Ultracold atoms are a unique tool that allows the exploration of phases of matter not easily accessible in condensed matter systems. Two interesting possibilities are spin-imbalanced systems and spin dependent optical lattices with Fermi surfaces that differ for the two hyperfine species. We use mean-field theory and quantum Monte Carlo simulations of Hubbard-like models with an attractive contact interaction to study the FFLO state and, by rotating the two Fermi surfaces by 90 degrees with respect to each other, a recently proposed exotic paired state [Feiguin and Fisher, 2009].   

Competing instabilities in a two band Hubbard model on a square lattice

We study a two band Hubbard model on a two dimensional square lattice. In particular, we focus on the cases wherein one band is doped to have a small electron pocket while the other band is doped to have a hole pocket and the Fermi lines of these two pockets are nearly nested. Similar models have been studied extensively in the context related to the Iron-based material where the interactions between electrons are always repulsive. Here we investigate the generalized cases that the interactions between the fermions within the same band $U_1$ and $U_2$ and the interactions between electrons in different bands $U_{12}$ can be tuned independently. Such models can potentially be realized in a cold atom system where the manipulation of the interaction is possible by taking advantage of the Feshbach resonance. The freedom of tuning the strength and the sign (repulsive or attractive) of the interactions, combined with the nearly nested Fermi lines, allows both the density wave phases and the pairing phases to be potential candidates for the ground state. We employ the functional renormalization group approach so that we can investigate the competition between these possible instabilities on an equal footing.   
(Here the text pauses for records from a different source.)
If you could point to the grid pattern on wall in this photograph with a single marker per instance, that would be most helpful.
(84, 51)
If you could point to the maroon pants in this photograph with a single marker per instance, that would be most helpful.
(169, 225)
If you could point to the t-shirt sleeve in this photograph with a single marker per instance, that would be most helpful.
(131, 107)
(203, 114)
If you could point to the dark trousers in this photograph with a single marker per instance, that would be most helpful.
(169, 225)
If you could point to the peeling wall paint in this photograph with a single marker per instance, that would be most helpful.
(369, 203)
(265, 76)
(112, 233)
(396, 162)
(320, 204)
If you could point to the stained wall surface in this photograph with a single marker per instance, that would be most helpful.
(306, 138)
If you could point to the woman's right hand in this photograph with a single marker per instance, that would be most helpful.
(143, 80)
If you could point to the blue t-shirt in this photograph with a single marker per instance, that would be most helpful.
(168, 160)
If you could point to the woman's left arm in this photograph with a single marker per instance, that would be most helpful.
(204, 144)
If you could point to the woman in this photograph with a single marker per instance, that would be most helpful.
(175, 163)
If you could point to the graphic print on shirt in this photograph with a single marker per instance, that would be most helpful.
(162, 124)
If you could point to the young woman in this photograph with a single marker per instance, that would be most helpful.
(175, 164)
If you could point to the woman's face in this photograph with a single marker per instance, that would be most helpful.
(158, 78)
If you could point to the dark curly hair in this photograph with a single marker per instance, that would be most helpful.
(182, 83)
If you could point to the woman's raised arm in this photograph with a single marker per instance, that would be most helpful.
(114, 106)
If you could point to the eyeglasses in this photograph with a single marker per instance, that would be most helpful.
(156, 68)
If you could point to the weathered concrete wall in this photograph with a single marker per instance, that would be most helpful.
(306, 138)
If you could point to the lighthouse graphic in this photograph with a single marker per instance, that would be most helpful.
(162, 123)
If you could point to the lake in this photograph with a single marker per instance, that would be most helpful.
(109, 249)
Condensate Properties for Strongly Repulsive Bosons in a Double Well

We present path integral ground state (PIGS) quantum Monte Carlo calculations for the ground state (T = 0) properties of repulsively interacting bosons in a three-dimensional external double well potential over a range of interaction strengths and potential parameters. We focus on calculation of ground state number statistics in order to understand the level of squeezing that the system may exhibit as a function of interaction strength. For weak interactions (i.e. where the standard two-mode model of a BEC in a double well is applicable) we produce results consistent with the two-more model. However, for stronger interactions, we find a novel and somewhat surprising relationship between squeezing and interaction strength. We find that these new features are qualitatively consistent with squeezing calculations carried out using an improved, recently-proposed eight-mode model, although this model is insufficient to quantititively predict the results of the full quantum Monte Carlo simulation.   

A Quantum Plasmonic Circuit for Cold Atoms

We propose a new architecture for quantum simulation with atoms using a two dimensional lattice of plasmonic nanoparticles to both trap the atoms and mediate interactions between them. This proposal combines existing technologies from ultracold atoms and plasmonics to exploit the unique coherence properties of atoms and the strong light-matter interaction and subwavelength confinement provided by plasmonic systems. We first show that this system allows to increase the energy scales of Hubbard models by two orders of magnitude compared to optical lattices. We then show how this system can realize a dissipative quantum simulator to prepare a wide range of many-body entangled states.